Customers are Always Right (Even When Shooting Themselves in the Foot)
I have been writing technical books since 1992. (The first one and only one was self-published.) I have been fortunate that most signed books have been published. Occasionally I get my share of misfortune and a book project is cancelled. Boo hoo!
When a book project is cancelled it means that 500 to 1000 pages which takes me seven months to write will never see a book shelf at Borders or show up on Amazon.com. The reality is that compensation for technical books is poor at best. Having about a dozen books published in the same number of years and knowing many authors, I can tell you that writing technical books is not lucrative and only first time authors have visions of new Porsches or Hummers purchased with royalties. Well, apparently book sales continue to decline and publishers are scrambling to figure out what readers want. In fact, I talked to publisher/author Dan Appleman and he doesn't seem to be really sure either.
You ask: why write then? Good, question. I keep repeating in my head the philosophical phrase: the thread does not know its importance to the tapestry. This means that I write for the same reason some people climb mountains, because I can write but I can't climb mountains. I write because I am part masochist and partly because its what I do. Although, I spend a modest amount of time wondering if what I write really matters.
Like anyone that sets out to accomplish anything, whether profitable or not, I weep a bit when the endeavor fails.

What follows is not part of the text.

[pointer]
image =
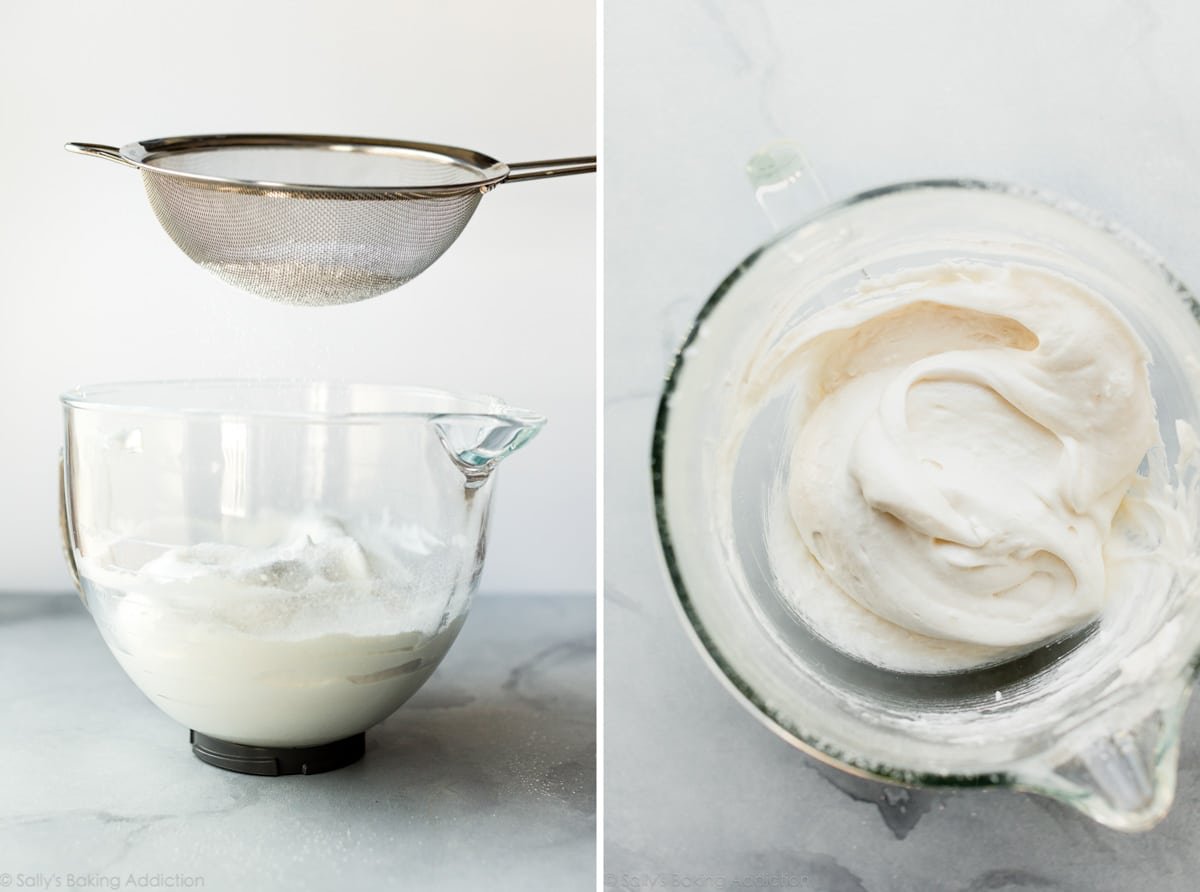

I blame others when the blame mostly resides with me, and I descry the short sightedness of editors and publishers who only seem to care about deadlines, as the cause of sluggish sales. When profit is king doesn't creativity suffer, naturally? I dunno.
I do wonder if a project cancelled 120 pages into a 1,000 page book simply means that there aren't that many wobbly tables left to balance or if readers and publishers have all finally realized that no one really reads War and Peace-sized books. Not really.